Finalement, l’économie américaine a été atteinte par la récession en 2000 . Il n’est pas possible d’en analyser ici les mécanismes, mais l’important est de comprendre que si les Etats-Unis sont au cœur de la mondialisation du capital, ils sont également au cœur de ses contradictions, bien plus profondes que ne le mesurent les indicateurs utilisés pour qualifier une récession. Le développement rapide de ces contradictions a donné tort à ceux qui pensaient que les EtatsUnis américaine constituaient un « îlot de prospérité » dans l’océan des dévastations mondiales produites par la domination du capital financier (la « nouvelle économie »). Les contradictions économiques sont amplifiées, et non réduites, par la mise en œuvre des programmes budgétaires décidés après le 11 septembre 2001 et pour lequel le terme de « guerre de classes » a été utilisé.

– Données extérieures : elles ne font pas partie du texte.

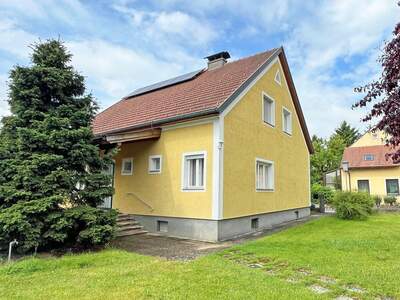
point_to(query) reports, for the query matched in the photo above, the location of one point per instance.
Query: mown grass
(359, 254)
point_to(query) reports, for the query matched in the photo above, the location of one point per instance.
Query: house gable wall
(247, 137)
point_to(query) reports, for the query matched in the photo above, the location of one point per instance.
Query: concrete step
(125, 218)
(131, 232)
(128, 228)
(127, 222)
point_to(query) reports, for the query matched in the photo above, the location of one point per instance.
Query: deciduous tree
(384, 94)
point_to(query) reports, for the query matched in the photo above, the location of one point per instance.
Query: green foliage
(347, 133)
(377, 199)
(352, 205)
(389, 200)
(327, 156)
(318, 191)
(49, 166)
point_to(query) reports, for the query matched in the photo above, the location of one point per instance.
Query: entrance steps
(127, 226)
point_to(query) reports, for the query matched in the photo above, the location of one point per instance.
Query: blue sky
(332, 46)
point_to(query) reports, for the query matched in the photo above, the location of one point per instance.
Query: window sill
(126, 174)
(154, 172)
(287, 133)
(200, 189)
(269, 124)
(265, 190)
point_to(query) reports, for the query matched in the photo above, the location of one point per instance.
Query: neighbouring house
(366, 167)
(214, 153)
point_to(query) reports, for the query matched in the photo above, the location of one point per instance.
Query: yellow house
(365, 167)
(212, 154)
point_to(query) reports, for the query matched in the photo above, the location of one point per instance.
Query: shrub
(318, 191)
(353, 205)
(389, 200)
(377, 199)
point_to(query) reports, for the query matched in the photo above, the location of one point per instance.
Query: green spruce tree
(51, 173)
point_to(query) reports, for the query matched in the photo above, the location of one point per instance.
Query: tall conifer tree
(51, 172)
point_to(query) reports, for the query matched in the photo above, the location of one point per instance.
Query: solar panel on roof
(165, 83)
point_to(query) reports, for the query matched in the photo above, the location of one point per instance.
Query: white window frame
(398, 184)
(153, 171)
(278, 72)
(130, 159)
(370, 155)
(284, 109)
(184, 179)
(263, 96)
(271, 188)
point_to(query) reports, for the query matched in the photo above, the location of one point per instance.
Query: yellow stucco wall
(376, 176)
(163, 191)
(246, 137)
(370, 139)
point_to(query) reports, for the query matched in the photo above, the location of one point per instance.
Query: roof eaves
(161, 122)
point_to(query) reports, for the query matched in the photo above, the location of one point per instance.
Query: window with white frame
(155, 164)
(286, 120)
(127, 166)
(264, 175)
(278, 77)
(268, 110)
(194, 171)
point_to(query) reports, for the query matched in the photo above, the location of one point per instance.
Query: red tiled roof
(205, 92)
(355, 156)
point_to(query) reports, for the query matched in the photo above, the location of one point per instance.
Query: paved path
(184, 249)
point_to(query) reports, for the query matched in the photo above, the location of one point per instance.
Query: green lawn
(353, 258)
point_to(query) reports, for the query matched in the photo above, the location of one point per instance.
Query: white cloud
(331, 35)
(63, 11)
(171, 26)
(116, 70)
(15, 40)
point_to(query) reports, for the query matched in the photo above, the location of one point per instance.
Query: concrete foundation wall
(212, 230)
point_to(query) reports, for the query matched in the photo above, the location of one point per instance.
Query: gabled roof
(355, 157)
(205, 93)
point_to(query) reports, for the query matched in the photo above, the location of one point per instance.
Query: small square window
(155, 164)
(286, 120)
(392, 187)
(194, 171)
(162, 226)
(268, 110)
(278, 77)
(369, 157)
(363, 186)
(127, 166)
(264, 175)
(254, 223)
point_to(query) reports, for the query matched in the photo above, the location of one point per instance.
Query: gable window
(194, 171)
(369, 157)
(363, 186)
(155, 164)
(127, 166)
(286, 120)
(278, 77)
(392, 187)
(268, 110)
(264, 175)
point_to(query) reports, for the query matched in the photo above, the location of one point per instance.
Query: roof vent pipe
(217, 60)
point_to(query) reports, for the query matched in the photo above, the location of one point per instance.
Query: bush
(389, 200)
(318, 191)
(377, 199)
(44, 224)
(353, 205)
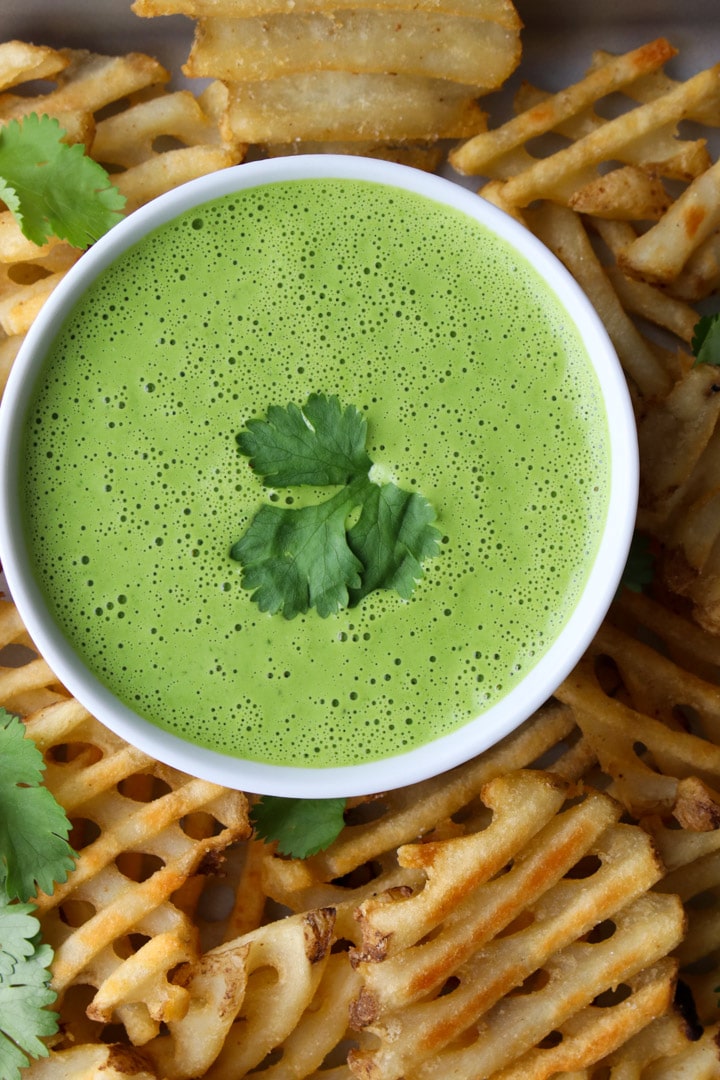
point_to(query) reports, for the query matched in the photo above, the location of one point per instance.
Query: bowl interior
(410, 372)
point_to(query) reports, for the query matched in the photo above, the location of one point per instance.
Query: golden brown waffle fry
(483, 154)
(85, 84)
(565, 233)
(158, 142)
(330, 72)
(424, 156)
(22, 62)
(500, 920)
(432, 983)
(661, 254)
(90, 1062)
(331, 106)
(465, 50)
(498, 11)
(113, 925)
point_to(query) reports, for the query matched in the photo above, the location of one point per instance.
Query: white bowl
(475, 733)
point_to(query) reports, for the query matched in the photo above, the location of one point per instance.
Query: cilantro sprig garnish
(53, 188)
(35, 853)
(301, 827)
(706, 340)
(297, 558)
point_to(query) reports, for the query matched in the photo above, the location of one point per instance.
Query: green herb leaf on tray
(53, 188)
(296, 558)
(35, 852)
(301, 827)
(640, 565)
(25, 991)
(706, 340)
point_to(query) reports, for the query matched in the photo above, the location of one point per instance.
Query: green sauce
(476, 393)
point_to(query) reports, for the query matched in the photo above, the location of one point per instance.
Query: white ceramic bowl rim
(445, 752)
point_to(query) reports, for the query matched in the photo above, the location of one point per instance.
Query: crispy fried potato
(344, 106)
(660, 255)
(483, 153)
(462, 50)
(497, 11)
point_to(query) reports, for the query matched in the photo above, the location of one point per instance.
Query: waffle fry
(546, 909)
(329, 72)
(113, 925)
(150, 144)
(467, 50)
(497, 11)
(492, 944)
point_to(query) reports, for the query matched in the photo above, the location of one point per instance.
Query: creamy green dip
(477, 393)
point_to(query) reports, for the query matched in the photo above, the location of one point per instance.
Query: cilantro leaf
(300, 826)
(53, 188)
(299, 558)
(310, 557)
(640, 565)
(34, 827)
(706, 340)
(391, 539)
(320, 444)
(25, 993)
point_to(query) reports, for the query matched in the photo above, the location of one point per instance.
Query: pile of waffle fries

Dans ce contexte, la « guerre sans limites » engagée par l’Administration Bush est à mettre en relation avec la trajectoire du capitalisme depuis vingt ans. Cette politique exprime les intérêts d’une oligarchie financière, dont les bases matérielles reposent sur le pillage des ressources naturelles (au premier rang desquelles figure bien sur le pétrole) et sur le paiement de la dette perpétuelle, fut-ce au prix de la mise en danger physique et même de l’existence de classes sociales et de populations les plus vulnérables. Le contrôle que les Etats-Unis et les autres pays dominants - la « communauté internationale » - sont en train d’exercer à travers des formes de gestion directe, de mandat ou de protectorat, a, encore moins que les conquêtes coloniales des impérialismes du début du vingtième siècle, la prétention et la possibilité de stimuler le développement économique des pays dominés. L’heure est plutôt, comme le continent africain en donne l’exemple tragique depuis vingt ans, au démembrement des Etats des « pays du Sud », qui ne peuvent résister aux conséquences de la domination des impérialismes. Les classes sociales dont l’existence repose sur un mode de domination sociale qui privilégie à ce point l’appropriation de la valeur créée par les producteurs, et encourage toujours plus la prédation rentière, ne peuvent qu’avoir des préoccupations de très court terme, sans égard pour les conséquences sociales et environnementales catastrophiques pour l’humanité. Elles ont besoin de gouvernements et d’institutions étatiques qui leur assurent la pleine jouissance et la sécurité de leurs droits de propriété. Plus le capital financier réussit à conforter et à étendre sa logique, et plus le besoin de la force armée grandit.